First we apply our preprocessing recipe to our training and test sets.
train_processed <-
training(hof_initial_split) %>%
bake(preprocessing_recipe, new_data = .)
test_processed <-
testing(hof_initial_split) %>%
bake(preprocessing_recipe, new_data = .)
Next, we are identifying the variable in which we are predicting (inducted in this instance), then using the metrics
function from the yardstick
library to estimate the performance of each model.
target_expr <-
preprocessing_recipe %>%
pluck("last_term_info") %>%
filter(role == "outcome") %>%
pull(variable) %>%
sym()
glmnet_stage_2_metrics <-
glmnet_stage_2_model %>%
fit(formula = inducted ~ ., data = train_processed) %>%
predict(new_data = test_processed) %>%
bind_cols(testing(hof_initial_split)) %>%
metrics(!! target_expr, .pred_class)
forest_stage_2_metrics <-
forest_stage_2_model %>%
fit(formula = inducted ~ ., data = train_processed) %>%
predict(new_data = test_processed) %>%
bind_cols(testing(hof_initial_split)) %>%
metrics(!! target_expr, .pred_class)
Here, we pretty up the code for easy consumption.
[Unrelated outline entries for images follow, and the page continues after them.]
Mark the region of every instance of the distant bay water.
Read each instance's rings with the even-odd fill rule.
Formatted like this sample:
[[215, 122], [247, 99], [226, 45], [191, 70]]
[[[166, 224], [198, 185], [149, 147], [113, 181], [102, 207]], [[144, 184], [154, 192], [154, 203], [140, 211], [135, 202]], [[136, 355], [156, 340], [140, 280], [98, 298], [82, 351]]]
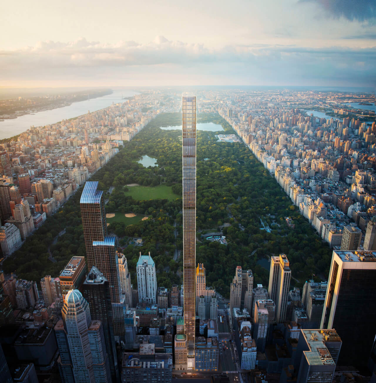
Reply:
[[[0, 121], [0, 139], [7, 138], [30, 129], [30, 126], [43, 126], [55, 124], [62, 119], [72, 118], [87, 113], [94, 112], [115, 104], [124, 102], [123, 97], [131, 97], [138, 94], [131, 90], [116, 90], [110, 95], [83, 101], [74, 102], [67, 106], [58, 108], [51, 110], [37, 112], [34, 114], [25, 115], [16, 118]], [[0, 116], [0, 119], [1, 119]]]

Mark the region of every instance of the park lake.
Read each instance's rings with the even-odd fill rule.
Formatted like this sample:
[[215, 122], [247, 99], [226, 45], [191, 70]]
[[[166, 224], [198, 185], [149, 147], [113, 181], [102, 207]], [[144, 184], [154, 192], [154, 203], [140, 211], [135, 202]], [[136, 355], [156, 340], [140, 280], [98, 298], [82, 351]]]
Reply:
[[139, 164], [141, 164], [145, 167], [149, 167], [149, 166], [158, 166], [157, 164], [156, 158], [152, 158], [148, 155], [143, 155], [141, 159], [139, 160], [137, 162]]

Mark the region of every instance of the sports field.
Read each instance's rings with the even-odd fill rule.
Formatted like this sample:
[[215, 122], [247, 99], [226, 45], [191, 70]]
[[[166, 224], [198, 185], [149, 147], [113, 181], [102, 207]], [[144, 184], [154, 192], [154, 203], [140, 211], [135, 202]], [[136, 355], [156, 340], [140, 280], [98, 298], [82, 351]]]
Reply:
[[158, 186], [132, 186], [128, 187], [126, 193], [134, 200], [156, 200], [167, 198], [174, 201], [180, 196], [172, 192], [171, 187], [167, 185]]
[[126, 217], [125, 215], [120, 211], [115, 212], [115, 216], [112, 218], [107, 218], [106, 221], [107, 223], [112, 223], [113, 222], [124, 222], [126, 225], [133, 225], [137, 222], [140, 222], [145, 216], [136, 215], [135, 217], [129, 218]]

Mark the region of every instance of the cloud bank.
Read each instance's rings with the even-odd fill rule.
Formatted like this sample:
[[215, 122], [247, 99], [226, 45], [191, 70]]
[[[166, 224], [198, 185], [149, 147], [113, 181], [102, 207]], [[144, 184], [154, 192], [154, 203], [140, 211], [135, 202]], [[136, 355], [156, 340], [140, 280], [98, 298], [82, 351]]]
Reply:
[[26, 79], [68, 82], [70, 85], [84, 79], [108, 85], [126, 85], [125, 81], [132, 85], [369, 86], [376, 84], [376, 46], [314, 49], [254, 44], [213, 49], [159, 36], [147, 44], [103, 44], [82, 38], [0, 51], [2, 82], [18, 85]]
[[299, 0], [301, 3], [319, 5], [327, 15], [334, 18], [343, 17], [350, 21], [374, 22], [376, 18], [375, 0]]

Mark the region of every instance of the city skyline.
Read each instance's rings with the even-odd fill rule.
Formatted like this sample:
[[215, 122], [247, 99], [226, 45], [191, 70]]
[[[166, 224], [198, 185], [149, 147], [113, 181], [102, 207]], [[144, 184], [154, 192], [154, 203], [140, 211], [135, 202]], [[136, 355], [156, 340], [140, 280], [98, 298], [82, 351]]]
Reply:
[[370, 95], [194, 94], [145, 90], [1, 143], [3, 251], [25, 206], [34, 228], [0, 272], [0, 370], [376, 377]]
[[371, 0], [21, 2], [4, 6], [3, 86], [376, 83]]

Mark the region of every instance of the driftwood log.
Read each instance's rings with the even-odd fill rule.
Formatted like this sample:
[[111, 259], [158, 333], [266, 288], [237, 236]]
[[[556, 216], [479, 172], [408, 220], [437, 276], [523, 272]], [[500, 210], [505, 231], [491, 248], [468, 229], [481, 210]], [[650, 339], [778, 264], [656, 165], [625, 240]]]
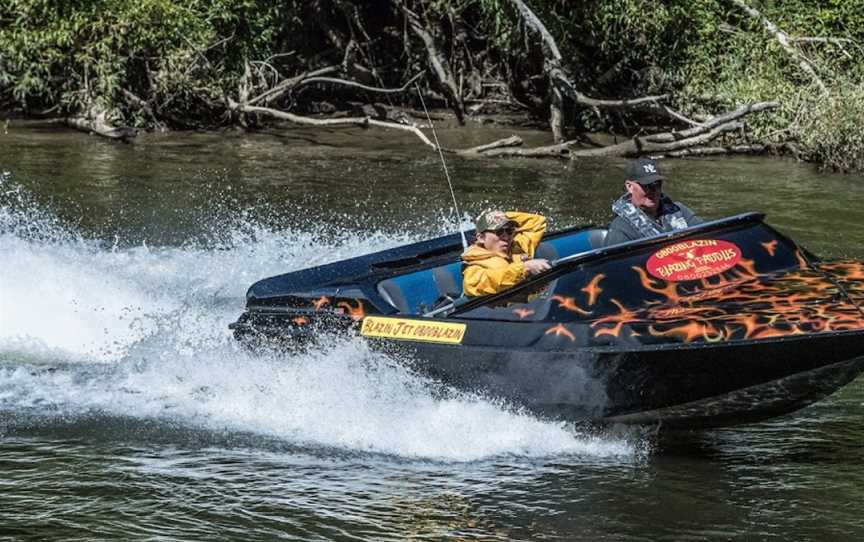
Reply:
[[[802, 70], [810, 75], [820, 88], [824, 87], [813, 66], [791, 45], [793, 38], [789, 38], [788, 35], [779, 30], [773, 23], [765, 19], [760, 12], [749, 6], [745, 0], [730, 1], [754, 19], [759, 20], [776, 37], [784, 47], [784, 50], [800, 62]], [[667, 94], [620, 99], [605, 99], [586, 95], [579, 90], [578, 85], [574, 83], [574, 80], [567, 73], [555, 37], [528, 6], [528, 3], [525, 0], [507, 0], [507, 3], [521, 19], [527, 35], [538, 37], [537, 44], [544, 58], [543, 71], [539, 76], [545, 78], [548, 82], [548, 125], [552, 132], [553, 143], [535, 148], [525, 148], [519, 137], [511, 136], [465, 149], [448, 149], [442, 146], [440, 148], [441, 151], [475, 158], [542, 157], [579, 159], [604, 156], [631, 157], [643, 154], [674, 157], [697, 154], [768, 152], [779, 149], [777, 146], [772, 147], [758, 142], [742, 143], [740, 139], [737, 139], [735, 144], [724, 144], [724, 140], [721, 139], [721, 136], [724, 134], [742, 132], [745, 129], [742, 120], [745, 116], [774, 109], [778, 106], [775, 102], [743, 105], [731, 112], [719, 114], [708, 119], [700, 118], [694, 120], [669, 107], [667, 102], [670, 100], [670, 96]], [[246, 60], [243, 64], [243, 75], [240, 78], [238, 87], [234, 92], [226, 92], [221, 99], [220, 103], [222, 107], [230, 113], [226, 118], [230, 117], [232, 122], [239, 123], [244, 127], [250, 127], [254, 124], [249, 122], [250, 120], [269, 118], [302, 126], [345, 126], [398, 130], [412, 134], [423, 145], [433, 150], [439, 150], [438, 145], [424, 132], [424, 126], [413, 120], [418, 115], [410, 110], [397, 110], [395, 114], [390, 114], [393, 113], [392, 110], [398, 109], [392, 103], [390, 106], [384, 106], [385, 109], [389, 107], [391, 110], [387, 114], [380, 112], [381, 107], [378, 107], [378, 104], [374, 107], [371, 104], [362, 105], [358, 108], [362, 111], [359, 115], [331, 118], [311, 117], [291, 111], [297, 94], [302, 92], [303, 89], [313, 86], [318, 89], [338, 87], [343, 91], [343, 94], [357, 92], [367, 96], [369, 94], [384, 96], [408, 95], [415, 91], [412, 89], [413, 86], [418, 93], [423, 92], [428, 96], [445, 100], [452, 108], [459, 124], [463, 124], [467, 118], [470, 118], [472, 112], [479, 111], [480, 107], [484, 104], [496, 101], [494, 99], [475, 99], [476, 97], [482, 97], [482, 81], [477, 72], [470, 72], [469, 70], [466, 77], [464, 71], [458, 71], [457, 73], [454, 70], [453, 65], [451, 65], [451, 62], [453, 62], [452, 55], [448, 57], [444, 54], [447, 47], [452, 48], [452, 45], [445, 46], [439, 43], [438, 39], [441, 33], [435, 32], [433, 23], [428, 20], [425, 14], [418, 13], [415, 9], [409, 8], [410, 4], [408, 0], [390, 0], [394, 13], [401, 16], [404, 20], [405, 30], [403, 39], [405, 40], [405, 51], [409, 51], [411, 40], [414, 43], [419, 43], [422, 47], [421, 50], [425, 52], [422, 56], [425, 62], [421, 60], [421, 64], [425, 65], [421, 66], [419, 73], [416, 73], [407, 80], [403, 80], [404, 82], [401, 85], [388, 88], [383, 84], [381, 77], [377, 75], [380, 66], [375, 65], [375, 57], [369, 45], [372, 40], [366, 32], [360, 11], [356, 5], [350, 2], [337, 1], [335, 6], [338, 9], [330, 11], [327, 8], [328, 3], [326, 0], [313, 0], [310, 3], [312, 12], [323, 29], [327, 40], [333, 46], [333, 49], [328, 52], [322, 52], [320, 55], [321, 59], [331, 59], [329, 65], [307, 69], [299, 74], [285, 77], [275, 67], [273, 59], [274, 56], [291, 56], [293, 52], [284, 52], [265, 59]], [[342, 13], [345, 20], [335, 24], [335, 21], [330, 20], [330, 17], [334, 13], [338, 16], [339, 12]], [[458, 26], [453, 21], [452, 15], [450, 26], [454, 29]], [[340, 30], [346, 27], [348, 29], [347, 33], [344, 30]], [[232, 39], [232, 36], [223, 38], [216, 43], [217, 45], [224, 44], [230, 41], [230, 39]], [[456, 38], [454, 37], [454, 39]], [[336, 56], [340, 57], [341, 61], [334, 58]], [[415, 55], [412, 58], [416, 59], [417, 57]], [[214, 69], [203, 51], [197, 52], [194, 62], [199, 66]], [[312, 61], [309, 61], [307, 65], [309, 64], [314, 65]], [[416, 83], [424, 75], [427, 75], [429, 80], [426, 90], [421, 91]], [[148, 68], [149, 76], [151, 74]], [[151, 86], [153, 85], [151, 84]], [[166, 103], [170, 101], [170, 98], [157, 102], [152, 98], [148, 99], [147, 97], [142, 98], [137, 96], [125, 89], [122, 89], [121, 95], [130, 108], [143, 112], [153, 120], [155, 126], [163, 126], [158, 120], [161, 114], [160, 108], [166, 107]], [[422, 96], [423, 94], [420, 94], [419, 97], [422, 98]], [[516, 99], [512, 97], [512, 91], [510, 92], [509, 99], [497, 101], [507, 104], [517, 103]], [[472, 104], [472, 106], [466, 108], [466, 104]], [[578, 136], [576, 139], [567, 140], [564, 126], [564, 119], [567, 117], [566, 107], [591, 108], [597, 111], [646, 111], [651, 115], [662, 116], [665, 119], [671, 120], [667, 124], [678, 128], [653, 134], [640, 133], [620, 140], [615, 144], [605, 146], [591, 144], [590, 139], [586, 136]], [[91, 106], [84, 113], [67, 118], [66, 122], [75, 128], [112, 139], [128, 140], [137, 135], [137, 130], [134, 128], [112, 125], [109, 117], [107, 111]], [[729, 140], [726, 139], [726, 141], [728, 142]]]

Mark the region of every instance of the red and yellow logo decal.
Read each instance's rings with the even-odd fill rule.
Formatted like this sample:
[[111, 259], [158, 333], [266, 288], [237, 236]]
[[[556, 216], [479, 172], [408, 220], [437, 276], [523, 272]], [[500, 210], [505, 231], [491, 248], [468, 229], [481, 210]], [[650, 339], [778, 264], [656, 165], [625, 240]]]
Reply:
[[648, 258], [645, 267], [658, 279], [678, 282], [722, 273], [739, 260], [741, 249], [729, 241], [694, 239], [661, 248]]
[[367, 316], [360, 334], [364, 337], [424, 341], [430, 343], [460, 344], [465, 337], [465, 324], [407, 320], [386, 316]]

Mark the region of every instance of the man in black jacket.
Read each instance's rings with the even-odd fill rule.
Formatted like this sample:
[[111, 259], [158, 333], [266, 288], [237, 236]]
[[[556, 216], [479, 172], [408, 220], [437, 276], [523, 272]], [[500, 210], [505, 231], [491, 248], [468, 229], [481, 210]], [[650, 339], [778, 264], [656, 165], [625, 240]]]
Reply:
[[612, 204], [617, 216], [609, 224], [605, 246], [617, 245], [704, 222], [683, 203], [663, 193], [663, 174], [657, 162], [634, 160], [627, 168], [626, 193]]

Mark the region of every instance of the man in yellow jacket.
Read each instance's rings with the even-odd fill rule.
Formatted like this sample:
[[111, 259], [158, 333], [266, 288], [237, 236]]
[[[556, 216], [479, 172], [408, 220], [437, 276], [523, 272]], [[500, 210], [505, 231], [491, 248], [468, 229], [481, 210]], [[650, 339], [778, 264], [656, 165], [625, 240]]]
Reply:
[[534, 251], [546, 231], [546, 217], [517, 211], [484, 211], [475, 221], [477, 237], [462, 253], [462, 285], [467, 296], [496, 294], [528, 275], [549, 269]]

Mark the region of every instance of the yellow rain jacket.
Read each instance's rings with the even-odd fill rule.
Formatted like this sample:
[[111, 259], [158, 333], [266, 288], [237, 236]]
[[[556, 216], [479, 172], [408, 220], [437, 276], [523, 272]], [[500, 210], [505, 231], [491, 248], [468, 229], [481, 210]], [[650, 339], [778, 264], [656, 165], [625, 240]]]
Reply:
[[508, 211], [506, 215], [516, 223], [511, 254], [498, 254], [477, 244], [468, 247], [462, 253], [462, 288], [465, 295], [497, 294], [525, 278], [522, 256], [525, 255], [529, 260], [534, 257], [534, 251], [546, 232], [546, 217], [517, 211]]

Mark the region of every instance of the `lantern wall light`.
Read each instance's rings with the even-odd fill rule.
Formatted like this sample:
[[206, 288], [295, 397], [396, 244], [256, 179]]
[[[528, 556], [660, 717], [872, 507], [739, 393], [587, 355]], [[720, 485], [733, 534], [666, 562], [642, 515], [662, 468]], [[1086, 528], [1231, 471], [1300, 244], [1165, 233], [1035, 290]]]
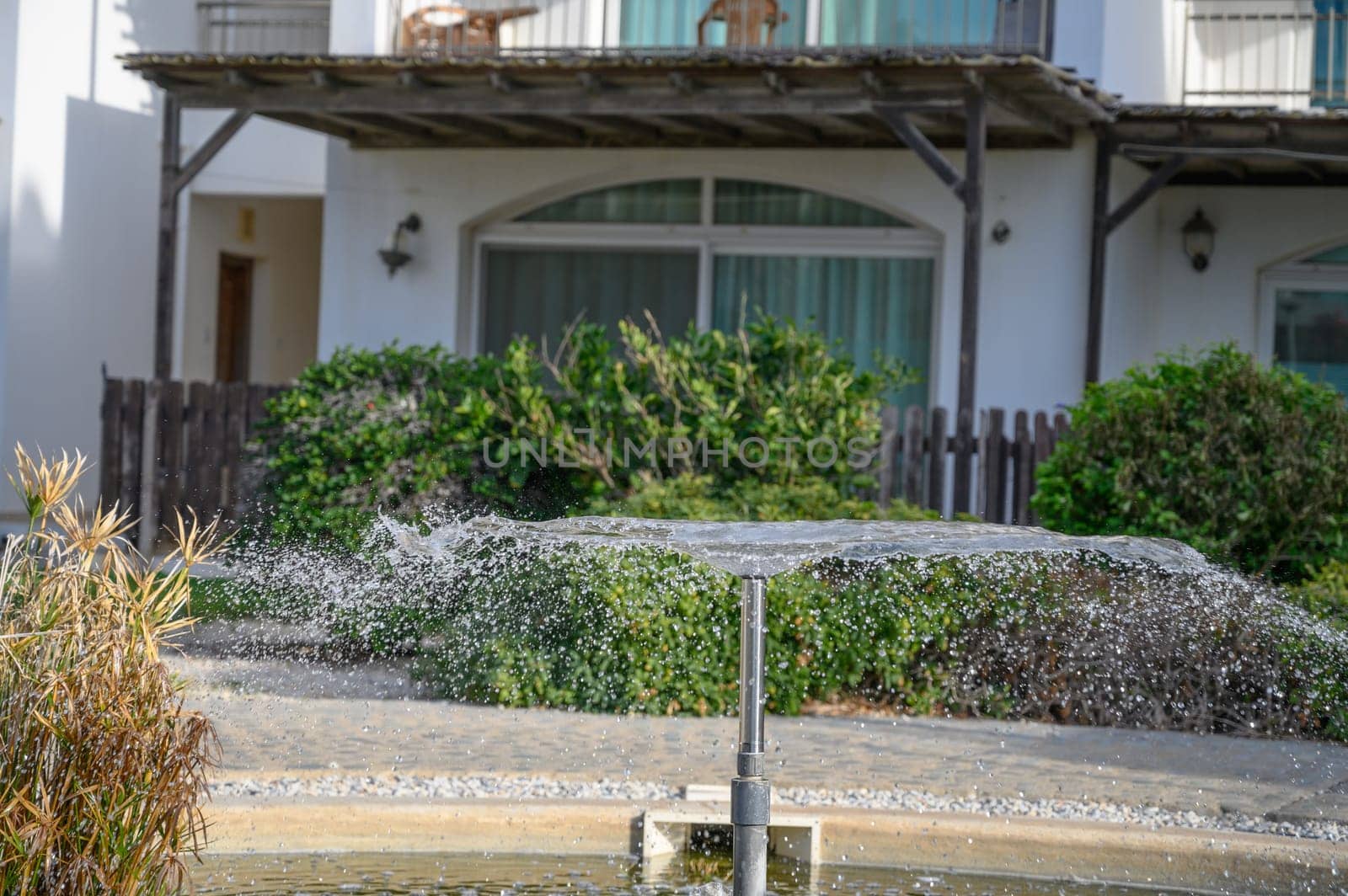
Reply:
[[412, 255], [403, 249], [403, 234], [404, 233], [419, 233], [421, 232], [421, 216], [412, 212], [406, 218], [398, 222], [394, 228], [394, 236], [388, 238], [388, 245], [379, 251], [379, 259], [388, 268], [388, 279], [394, 279], [399, 268], [404, 267], [412, 260]]
[[1189, 256], [1189, 263], [1193, 264], [1193, 269], [1202, 271], [1208, 269], [1212, 263], [1212, 252], [1217, 241], [1217, 228], [1212, 226], [1212, 221], [1198, 209], [1189, 218], [1184, 229], [1184, 252]]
glmnet_stage_2_metrics %>%
mutate(mod = "glmnet") %>%
bind_rows(
forest_stage_2_metrics %>%
mutate(mod = "forest")
) %>%
arrange(.metric,-.estimate)
## # A tibble: 4 x 4
## .metric .estimator .estimate mod
## <chr> <chr> <dbl> <chr>
## 1 accuracy binary 0.946 forest
## 2 accuracy binary 0.941 glmnet
## 3 kap binary 0.425 forest
## 4 kap binary 0.345 glmnet
Looks like the Random Forest is the better model.